Trois postes sont coupés à Radio-Canada Mauricie-Centre-du-Québec, soit celui de recherchiste à l'émission de radio Chez nous le matin, celui de technicien du camion micro-ondes ainsi que celui de chroniqueur météo au téléjournal de 18h. Si la recherchiste était une travailleuse sous contrat, le poste de chroniqueur météo était vacant. Seul le poste de technicien était occupé par un employé syndiqué. 

Les téléspectateurs du téléjournal auront tout de même la présentation d'un bulletin météo.

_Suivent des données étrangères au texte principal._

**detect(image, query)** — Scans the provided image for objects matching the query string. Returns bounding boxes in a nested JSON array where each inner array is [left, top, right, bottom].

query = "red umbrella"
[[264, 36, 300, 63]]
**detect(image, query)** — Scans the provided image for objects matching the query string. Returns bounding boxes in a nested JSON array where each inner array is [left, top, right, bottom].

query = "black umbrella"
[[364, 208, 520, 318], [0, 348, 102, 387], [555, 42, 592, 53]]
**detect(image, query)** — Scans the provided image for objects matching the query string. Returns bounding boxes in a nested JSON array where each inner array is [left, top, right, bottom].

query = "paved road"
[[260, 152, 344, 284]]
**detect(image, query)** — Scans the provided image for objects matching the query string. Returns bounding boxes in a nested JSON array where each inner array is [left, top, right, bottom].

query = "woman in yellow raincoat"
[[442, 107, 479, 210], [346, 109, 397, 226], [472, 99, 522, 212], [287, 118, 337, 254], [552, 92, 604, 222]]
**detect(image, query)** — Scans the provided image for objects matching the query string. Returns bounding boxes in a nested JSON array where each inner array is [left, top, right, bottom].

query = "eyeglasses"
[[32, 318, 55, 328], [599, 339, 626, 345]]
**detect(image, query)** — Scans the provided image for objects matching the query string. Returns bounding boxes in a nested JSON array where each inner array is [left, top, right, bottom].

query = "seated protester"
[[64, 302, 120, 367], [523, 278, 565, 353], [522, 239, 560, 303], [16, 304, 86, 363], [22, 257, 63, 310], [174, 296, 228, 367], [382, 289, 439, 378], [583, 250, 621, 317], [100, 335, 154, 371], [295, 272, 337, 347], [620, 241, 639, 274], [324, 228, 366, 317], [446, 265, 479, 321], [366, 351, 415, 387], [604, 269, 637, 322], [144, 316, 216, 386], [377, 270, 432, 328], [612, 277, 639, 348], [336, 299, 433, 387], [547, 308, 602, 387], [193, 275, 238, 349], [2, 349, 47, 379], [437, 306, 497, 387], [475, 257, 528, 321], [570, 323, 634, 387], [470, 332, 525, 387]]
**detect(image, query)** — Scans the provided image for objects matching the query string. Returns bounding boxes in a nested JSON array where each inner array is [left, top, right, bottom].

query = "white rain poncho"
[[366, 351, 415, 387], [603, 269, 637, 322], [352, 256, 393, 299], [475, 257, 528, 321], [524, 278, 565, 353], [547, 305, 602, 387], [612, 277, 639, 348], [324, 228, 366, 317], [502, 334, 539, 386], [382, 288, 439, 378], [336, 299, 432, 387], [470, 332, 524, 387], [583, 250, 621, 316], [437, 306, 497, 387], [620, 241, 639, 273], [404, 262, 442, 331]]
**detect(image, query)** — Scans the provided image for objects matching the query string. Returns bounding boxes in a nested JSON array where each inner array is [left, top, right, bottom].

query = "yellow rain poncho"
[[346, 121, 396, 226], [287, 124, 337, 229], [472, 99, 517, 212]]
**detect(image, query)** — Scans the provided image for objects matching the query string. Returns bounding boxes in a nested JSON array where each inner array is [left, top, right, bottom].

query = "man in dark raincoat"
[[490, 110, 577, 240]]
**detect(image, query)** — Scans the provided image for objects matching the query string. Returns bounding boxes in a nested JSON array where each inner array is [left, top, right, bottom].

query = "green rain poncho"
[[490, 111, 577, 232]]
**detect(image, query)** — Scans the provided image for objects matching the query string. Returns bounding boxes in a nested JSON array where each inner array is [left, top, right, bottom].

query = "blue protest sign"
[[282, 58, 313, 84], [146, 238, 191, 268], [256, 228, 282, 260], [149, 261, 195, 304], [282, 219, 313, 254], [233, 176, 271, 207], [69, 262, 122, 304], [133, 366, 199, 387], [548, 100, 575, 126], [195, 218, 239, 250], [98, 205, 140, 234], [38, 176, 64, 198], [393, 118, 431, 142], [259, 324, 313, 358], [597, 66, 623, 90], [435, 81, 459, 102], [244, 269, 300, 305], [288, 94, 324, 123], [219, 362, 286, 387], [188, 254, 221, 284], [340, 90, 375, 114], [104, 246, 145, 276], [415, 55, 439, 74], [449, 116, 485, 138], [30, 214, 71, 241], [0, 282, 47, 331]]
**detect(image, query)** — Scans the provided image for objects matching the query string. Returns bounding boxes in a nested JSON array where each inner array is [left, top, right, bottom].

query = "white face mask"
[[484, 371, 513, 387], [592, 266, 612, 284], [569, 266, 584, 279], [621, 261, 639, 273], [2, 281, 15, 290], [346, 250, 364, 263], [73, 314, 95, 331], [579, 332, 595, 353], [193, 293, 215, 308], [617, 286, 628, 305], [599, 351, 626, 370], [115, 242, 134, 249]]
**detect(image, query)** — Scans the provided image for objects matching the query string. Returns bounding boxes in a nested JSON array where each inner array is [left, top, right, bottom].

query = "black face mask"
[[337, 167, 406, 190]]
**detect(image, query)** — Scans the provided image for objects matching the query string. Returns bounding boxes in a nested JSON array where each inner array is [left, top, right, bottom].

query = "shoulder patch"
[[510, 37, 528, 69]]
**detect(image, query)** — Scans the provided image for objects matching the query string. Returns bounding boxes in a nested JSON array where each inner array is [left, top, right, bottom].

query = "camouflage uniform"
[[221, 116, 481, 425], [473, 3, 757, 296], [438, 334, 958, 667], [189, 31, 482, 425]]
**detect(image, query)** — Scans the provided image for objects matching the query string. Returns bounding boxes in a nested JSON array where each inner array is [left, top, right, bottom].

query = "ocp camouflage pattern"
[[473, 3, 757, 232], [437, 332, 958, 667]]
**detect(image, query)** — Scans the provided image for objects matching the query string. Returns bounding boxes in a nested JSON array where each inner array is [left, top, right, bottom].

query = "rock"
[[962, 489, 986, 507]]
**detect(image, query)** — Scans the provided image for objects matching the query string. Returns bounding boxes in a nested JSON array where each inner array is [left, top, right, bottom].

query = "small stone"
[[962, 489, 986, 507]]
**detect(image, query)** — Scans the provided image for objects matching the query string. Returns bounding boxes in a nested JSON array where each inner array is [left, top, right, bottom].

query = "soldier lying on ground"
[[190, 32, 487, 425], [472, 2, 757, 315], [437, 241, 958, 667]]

Il sera toutefois présenté par le chroniqueur de la région de l'Estrie, comme c'est déjà le cas lors de remplacement de congé de dernière minute. Les outils technologiques permettent de produire un bulletin de météo local à distance.

La fonction de recherchiste à l'émission du matin ne sera toutefois pas remplacée. Une réorgination interne des effectifs, avec la participation des syndicats nationaux, est alors à prévoir au cours des prochaines semaines.

Nancy Sabourin, chef des services français à Radio-Canada Mauricie-Centre-du-Québec, affirme que ces coupes seront les dernières «réductions d'effectifs en lien avec la stratégie» de la société d'État.

«Les coupes de cette stratégie sont terminées pour les services régionaux. Par contre, comme toutes les entreprises, nous ne sommes pas à l'abri de réductions de personnel à cause de changements opérationnels ou technologiques», ajoute Mme Sabourin. 

Les nouvelles coupes à la station régionale de Radio-Canada sont «difficiles à encaisser» pour les artisans de la société d'État, avoue Nancy Sabourin. «Ç'a été difficile pour l'équipe et les gestionnaires. Mais on doit faire face à la situation et les gens sont hyper professionnels. Ils ont continué la journée de travail normalement.»  

Par ailleurs, la note interne rappelle que le plan stratégique présenté en juin dernier faisait état de la volonté de la SRC «d'accélérer sa transition numérique et la nécessité de construire un nouveau modèle financier plus durable.»

Lors de la présentation du plan stratégique en juin, la direction de Radio-Canada avait annoncé qu'elle devrait diminuer ses effectifs de 20 pour cent au cours des cinq prochaines années, soit entre 1000 et 1500 postes tous services confondus.

En octobre, une première vague de réductions avait été annoncée, impliquant l'élimination de près de 400 postes, dont 123 aux services français.

De plus, en avril dernier, des coupes de 130 millions $ avaient été annoncées, entraînant la perte d'un équivalent de 657 postes à temps complet au cours des deux prochaines années, dont 312 aux services français. Entre autres mesures, les bulletins d'information des stations régionales passaient de 60 à 30 minutes et on devait réduire le nombre de productions maison.

Avec les abolitions annoncées jeudi, ce sont donc quelque 535 postes qui ont été abolis aux services français de la SRC depuis moins d'un an.